Although his private law career began at 1 Brick Court, Middle Temple in London – and included a specialization in media law – Sir Richard would soon make his move to the Caribbean, starting off in the Cayman Islands.
In 1983, he served as Crown Counsel under then-Attorney General Michael Bradley, eventually succeeding Mr. Bradley as attorney general in 1987. He would remain in that post until 1992.
Sir Richard then departed the Cayman Islands to accept an appointment as Puisne Judge of the Bermudian Supreme Court, where he served between 1992 and 1998.
He became chief justice in the Turks and Caicos Islands in 1998 until 2004, finding time during those years to publish a second book “The Birds of the Turks and Caicos Islands.”
Sir Richard’s final posting in the Caribbean prior to retirement was in 2004, as the chief justice for Bermuda, where he served eight years until his retirement in 2012.
During his time as chief justice in Bermuda, Sir Richard began service on the Turks and Caicos Court of Appeal. He was appointed to the Cayman and Bermudian appeals courts after his retirement.

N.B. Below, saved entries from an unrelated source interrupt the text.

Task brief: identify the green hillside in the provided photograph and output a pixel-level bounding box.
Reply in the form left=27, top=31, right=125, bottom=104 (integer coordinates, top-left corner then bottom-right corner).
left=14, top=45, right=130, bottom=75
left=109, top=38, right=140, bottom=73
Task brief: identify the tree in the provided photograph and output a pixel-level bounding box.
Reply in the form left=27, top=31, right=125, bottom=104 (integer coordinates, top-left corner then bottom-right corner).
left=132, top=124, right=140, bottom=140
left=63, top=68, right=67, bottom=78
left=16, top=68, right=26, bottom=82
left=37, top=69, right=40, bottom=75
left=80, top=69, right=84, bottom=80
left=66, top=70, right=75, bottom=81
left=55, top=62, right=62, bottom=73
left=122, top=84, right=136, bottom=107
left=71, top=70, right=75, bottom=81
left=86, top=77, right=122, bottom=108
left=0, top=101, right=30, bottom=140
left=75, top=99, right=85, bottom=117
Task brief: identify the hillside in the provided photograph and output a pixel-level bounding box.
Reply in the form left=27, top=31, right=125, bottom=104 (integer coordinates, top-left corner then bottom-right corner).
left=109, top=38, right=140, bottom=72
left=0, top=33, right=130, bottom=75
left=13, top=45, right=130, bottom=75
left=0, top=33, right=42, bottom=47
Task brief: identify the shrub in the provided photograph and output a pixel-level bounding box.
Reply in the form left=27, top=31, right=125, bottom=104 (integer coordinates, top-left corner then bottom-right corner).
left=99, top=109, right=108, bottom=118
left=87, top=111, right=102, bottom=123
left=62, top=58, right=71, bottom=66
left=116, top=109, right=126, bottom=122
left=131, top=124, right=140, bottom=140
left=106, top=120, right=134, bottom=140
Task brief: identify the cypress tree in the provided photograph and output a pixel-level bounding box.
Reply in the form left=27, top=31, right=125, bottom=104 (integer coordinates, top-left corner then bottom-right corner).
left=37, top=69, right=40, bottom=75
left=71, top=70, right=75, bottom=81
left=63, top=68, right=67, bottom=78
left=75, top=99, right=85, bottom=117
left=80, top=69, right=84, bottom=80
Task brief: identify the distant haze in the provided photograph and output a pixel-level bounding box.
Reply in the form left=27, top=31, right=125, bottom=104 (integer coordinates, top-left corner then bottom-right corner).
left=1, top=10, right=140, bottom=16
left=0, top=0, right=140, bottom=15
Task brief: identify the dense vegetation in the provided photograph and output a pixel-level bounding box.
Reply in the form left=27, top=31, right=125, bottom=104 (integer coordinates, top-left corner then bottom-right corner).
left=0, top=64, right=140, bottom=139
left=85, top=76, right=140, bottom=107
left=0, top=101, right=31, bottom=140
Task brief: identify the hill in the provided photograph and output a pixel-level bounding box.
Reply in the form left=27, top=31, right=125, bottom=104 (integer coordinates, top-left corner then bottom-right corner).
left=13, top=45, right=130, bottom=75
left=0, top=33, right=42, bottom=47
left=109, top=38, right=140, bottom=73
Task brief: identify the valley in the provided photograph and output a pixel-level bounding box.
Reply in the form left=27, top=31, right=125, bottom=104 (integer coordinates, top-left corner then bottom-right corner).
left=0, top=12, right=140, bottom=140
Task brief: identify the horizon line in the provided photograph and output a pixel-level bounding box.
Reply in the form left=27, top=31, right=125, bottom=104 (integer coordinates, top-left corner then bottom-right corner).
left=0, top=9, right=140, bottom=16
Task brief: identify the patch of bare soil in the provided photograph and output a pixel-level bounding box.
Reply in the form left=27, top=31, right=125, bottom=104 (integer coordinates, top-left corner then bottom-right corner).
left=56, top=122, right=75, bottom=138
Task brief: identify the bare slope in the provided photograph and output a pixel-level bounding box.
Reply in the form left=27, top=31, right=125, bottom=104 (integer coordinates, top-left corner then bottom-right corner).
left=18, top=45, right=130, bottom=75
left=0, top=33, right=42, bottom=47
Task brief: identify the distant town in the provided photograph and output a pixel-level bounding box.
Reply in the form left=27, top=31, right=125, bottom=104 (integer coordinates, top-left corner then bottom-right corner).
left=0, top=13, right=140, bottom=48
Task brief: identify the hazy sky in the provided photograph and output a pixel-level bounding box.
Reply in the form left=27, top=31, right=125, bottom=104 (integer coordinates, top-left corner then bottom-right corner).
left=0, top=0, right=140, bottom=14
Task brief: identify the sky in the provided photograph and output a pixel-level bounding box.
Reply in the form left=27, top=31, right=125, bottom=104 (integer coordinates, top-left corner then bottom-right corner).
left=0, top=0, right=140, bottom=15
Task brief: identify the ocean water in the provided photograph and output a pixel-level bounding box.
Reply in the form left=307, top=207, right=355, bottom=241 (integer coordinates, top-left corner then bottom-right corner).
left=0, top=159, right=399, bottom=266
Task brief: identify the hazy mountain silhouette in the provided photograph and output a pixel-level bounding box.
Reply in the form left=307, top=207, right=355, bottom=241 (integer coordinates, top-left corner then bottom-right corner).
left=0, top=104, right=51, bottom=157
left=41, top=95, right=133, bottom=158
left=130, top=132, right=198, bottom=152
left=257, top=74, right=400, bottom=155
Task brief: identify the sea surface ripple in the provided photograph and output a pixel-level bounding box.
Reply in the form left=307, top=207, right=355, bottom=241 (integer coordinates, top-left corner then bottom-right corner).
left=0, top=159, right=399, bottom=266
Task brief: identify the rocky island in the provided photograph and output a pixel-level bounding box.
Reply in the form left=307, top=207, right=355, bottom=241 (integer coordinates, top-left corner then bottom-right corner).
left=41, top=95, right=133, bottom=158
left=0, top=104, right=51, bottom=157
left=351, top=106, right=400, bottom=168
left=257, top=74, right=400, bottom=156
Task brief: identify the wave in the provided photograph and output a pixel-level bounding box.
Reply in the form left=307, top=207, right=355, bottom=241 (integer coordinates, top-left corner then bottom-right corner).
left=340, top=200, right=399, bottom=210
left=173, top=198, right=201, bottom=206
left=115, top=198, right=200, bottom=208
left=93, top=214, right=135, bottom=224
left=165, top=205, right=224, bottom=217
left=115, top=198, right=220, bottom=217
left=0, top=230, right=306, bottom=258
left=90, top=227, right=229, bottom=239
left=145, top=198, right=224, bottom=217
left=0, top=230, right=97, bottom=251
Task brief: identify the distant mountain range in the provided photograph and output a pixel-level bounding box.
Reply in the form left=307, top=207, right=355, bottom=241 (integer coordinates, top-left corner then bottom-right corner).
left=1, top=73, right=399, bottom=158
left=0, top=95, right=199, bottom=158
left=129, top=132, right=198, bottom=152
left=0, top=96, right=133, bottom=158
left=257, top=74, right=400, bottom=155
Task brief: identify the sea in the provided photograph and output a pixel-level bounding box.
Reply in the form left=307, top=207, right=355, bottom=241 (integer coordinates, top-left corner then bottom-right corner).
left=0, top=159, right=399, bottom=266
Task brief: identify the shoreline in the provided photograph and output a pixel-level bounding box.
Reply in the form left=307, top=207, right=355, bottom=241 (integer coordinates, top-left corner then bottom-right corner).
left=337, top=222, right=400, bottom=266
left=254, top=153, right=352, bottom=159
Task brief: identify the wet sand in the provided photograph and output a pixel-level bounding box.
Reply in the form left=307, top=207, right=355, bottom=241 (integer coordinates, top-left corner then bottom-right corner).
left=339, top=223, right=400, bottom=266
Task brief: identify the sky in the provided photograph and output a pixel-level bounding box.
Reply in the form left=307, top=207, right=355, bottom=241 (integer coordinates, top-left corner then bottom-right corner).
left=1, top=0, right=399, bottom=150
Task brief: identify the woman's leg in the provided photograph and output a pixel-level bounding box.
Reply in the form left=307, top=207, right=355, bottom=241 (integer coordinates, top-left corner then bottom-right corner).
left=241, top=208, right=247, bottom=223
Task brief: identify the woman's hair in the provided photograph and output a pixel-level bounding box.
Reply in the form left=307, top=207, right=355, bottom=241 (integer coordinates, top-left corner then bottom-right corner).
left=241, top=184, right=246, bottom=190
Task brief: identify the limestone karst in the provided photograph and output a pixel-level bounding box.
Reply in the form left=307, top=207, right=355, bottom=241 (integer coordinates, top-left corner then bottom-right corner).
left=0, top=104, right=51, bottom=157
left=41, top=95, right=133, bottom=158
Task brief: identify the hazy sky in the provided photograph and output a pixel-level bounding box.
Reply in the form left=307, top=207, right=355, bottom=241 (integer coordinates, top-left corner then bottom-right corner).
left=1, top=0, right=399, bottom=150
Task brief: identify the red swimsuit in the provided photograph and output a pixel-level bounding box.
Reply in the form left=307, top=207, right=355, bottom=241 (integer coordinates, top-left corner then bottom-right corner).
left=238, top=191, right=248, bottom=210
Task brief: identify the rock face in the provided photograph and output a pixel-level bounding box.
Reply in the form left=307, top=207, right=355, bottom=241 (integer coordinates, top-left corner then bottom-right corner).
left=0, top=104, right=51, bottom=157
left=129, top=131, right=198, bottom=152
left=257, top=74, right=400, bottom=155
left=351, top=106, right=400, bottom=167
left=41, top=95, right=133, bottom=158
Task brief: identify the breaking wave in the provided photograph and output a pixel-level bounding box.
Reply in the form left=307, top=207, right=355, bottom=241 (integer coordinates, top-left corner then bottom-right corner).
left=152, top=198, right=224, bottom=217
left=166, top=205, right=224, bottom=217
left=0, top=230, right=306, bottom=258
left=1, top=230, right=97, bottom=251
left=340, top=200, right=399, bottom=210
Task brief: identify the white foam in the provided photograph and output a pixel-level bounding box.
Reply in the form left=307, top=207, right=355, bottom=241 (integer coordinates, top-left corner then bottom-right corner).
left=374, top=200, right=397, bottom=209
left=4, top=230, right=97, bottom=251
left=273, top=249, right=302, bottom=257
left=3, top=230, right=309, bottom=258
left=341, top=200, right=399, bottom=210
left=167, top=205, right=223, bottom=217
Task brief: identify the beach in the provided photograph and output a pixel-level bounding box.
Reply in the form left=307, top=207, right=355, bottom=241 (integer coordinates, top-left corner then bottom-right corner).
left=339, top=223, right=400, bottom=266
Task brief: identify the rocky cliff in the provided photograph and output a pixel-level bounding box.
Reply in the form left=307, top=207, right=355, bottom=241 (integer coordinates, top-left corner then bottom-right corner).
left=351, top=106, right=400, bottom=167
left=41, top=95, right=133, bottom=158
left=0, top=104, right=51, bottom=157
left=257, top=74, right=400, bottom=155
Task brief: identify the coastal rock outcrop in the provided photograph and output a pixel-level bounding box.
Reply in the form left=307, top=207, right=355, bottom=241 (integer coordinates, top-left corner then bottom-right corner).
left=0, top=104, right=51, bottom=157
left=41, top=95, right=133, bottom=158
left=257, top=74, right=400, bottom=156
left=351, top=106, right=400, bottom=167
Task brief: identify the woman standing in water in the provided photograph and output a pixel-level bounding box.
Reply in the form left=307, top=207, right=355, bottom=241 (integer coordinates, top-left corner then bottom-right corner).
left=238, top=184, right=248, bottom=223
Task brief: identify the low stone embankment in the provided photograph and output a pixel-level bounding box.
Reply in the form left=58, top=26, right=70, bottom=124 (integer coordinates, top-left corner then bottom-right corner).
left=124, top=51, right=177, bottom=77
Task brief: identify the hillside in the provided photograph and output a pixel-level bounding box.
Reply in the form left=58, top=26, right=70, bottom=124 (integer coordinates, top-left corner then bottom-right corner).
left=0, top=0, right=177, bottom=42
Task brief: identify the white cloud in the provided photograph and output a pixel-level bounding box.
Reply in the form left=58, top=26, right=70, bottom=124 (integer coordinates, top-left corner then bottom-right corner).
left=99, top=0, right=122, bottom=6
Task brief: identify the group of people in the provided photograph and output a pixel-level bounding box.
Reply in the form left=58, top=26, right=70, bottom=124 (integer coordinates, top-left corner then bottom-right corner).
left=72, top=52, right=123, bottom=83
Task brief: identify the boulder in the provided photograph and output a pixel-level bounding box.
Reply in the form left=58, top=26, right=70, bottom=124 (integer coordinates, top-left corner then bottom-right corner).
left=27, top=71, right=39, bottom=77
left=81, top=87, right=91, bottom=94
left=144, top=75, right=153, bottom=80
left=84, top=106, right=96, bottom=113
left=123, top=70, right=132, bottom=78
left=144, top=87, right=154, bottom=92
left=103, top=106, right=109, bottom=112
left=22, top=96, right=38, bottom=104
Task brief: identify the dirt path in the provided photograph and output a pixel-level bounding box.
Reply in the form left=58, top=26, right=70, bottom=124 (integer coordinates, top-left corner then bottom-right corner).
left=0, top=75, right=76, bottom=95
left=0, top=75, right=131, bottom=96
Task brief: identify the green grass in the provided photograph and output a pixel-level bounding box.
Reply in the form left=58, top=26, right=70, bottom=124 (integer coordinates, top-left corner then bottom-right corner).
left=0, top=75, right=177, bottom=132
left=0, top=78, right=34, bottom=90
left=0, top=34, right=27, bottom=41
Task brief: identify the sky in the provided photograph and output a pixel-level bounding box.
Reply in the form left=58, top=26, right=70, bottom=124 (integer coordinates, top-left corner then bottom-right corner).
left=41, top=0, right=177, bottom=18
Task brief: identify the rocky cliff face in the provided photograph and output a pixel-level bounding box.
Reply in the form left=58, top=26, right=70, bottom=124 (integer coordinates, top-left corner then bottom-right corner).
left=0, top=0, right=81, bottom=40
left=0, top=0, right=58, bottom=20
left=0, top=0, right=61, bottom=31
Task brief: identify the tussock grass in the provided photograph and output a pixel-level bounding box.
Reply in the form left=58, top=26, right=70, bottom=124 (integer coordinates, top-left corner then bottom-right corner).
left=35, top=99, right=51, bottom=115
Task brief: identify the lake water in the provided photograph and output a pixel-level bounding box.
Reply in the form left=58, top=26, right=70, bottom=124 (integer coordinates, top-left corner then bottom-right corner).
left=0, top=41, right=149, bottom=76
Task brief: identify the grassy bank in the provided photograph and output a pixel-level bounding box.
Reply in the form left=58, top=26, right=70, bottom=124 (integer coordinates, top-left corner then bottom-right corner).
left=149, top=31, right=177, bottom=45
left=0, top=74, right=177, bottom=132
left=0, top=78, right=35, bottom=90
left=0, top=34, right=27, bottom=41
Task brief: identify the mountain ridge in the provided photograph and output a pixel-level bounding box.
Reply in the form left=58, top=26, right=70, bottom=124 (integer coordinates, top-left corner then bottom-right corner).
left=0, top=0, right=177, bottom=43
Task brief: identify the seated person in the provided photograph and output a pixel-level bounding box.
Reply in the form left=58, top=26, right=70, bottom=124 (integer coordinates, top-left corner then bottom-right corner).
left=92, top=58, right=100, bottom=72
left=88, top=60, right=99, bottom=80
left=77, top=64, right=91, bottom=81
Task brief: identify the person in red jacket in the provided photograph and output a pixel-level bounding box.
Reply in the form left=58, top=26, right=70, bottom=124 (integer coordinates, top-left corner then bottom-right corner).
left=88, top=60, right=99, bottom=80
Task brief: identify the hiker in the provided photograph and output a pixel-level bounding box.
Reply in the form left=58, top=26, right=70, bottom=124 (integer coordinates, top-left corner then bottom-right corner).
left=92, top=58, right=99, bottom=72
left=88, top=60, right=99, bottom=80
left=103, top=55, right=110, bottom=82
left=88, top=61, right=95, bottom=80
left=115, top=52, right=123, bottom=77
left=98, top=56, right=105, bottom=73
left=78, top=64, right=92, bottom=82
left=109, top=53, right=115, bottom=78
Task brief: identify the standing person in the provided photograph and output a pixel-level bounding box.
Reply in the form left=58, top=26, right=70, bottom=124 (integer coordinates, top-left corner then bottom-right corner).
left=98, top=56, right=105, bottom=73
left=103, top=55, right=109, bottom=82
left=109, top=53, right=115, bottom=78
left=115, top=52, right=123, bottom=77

Sir Richard was made a member of the Order of the British Empire in 1991 for his service as attorney general. He was made a Knight Bachelor in 2012 for his service as chief justice of Bermuda.
Cayman Islands Chief Justice Anthony Smellie worked with Sir Richard from the 1980s, when they were colleagues in the Cayman attorney general’s chambers.
“Sir Richard made a very significant contribution to the development of the laws and administration of government in the Cayman Islands,” Mr. Justice Smellie said. “His contributions to the administration of justice as chief justice and as a judge in Bermuda and the Turks and Caicos Islands is well known and appreciated throughout the Caribbean region.
“Sir Richard enjoyed the respect of his fellow judges and chief justices from around the region and, indeed, of those many colleagues from around the Commonwealth who came to know him. The Cayman judiciary and the local profession were very much looking forward to his time on the Court of Appeal here and are deeply saddened by his passing.”
Attorney General Sam Bulgin called Sir Richard’s death a “terrible loss.”
“He had a stellar legal career in the Cayman Islands, as well as in some of the other U.K. Overseas Territories,” Mr. Bulgin said.
Judicial and Legal Services Commission Chairman Dan Scott called Sir Richard a “man of passion, integrity and humility.”
“His love of life and passion for the law was portrayed in all that he said and did,” Mr. Scott said “He will be missed, but his legacy will live on.”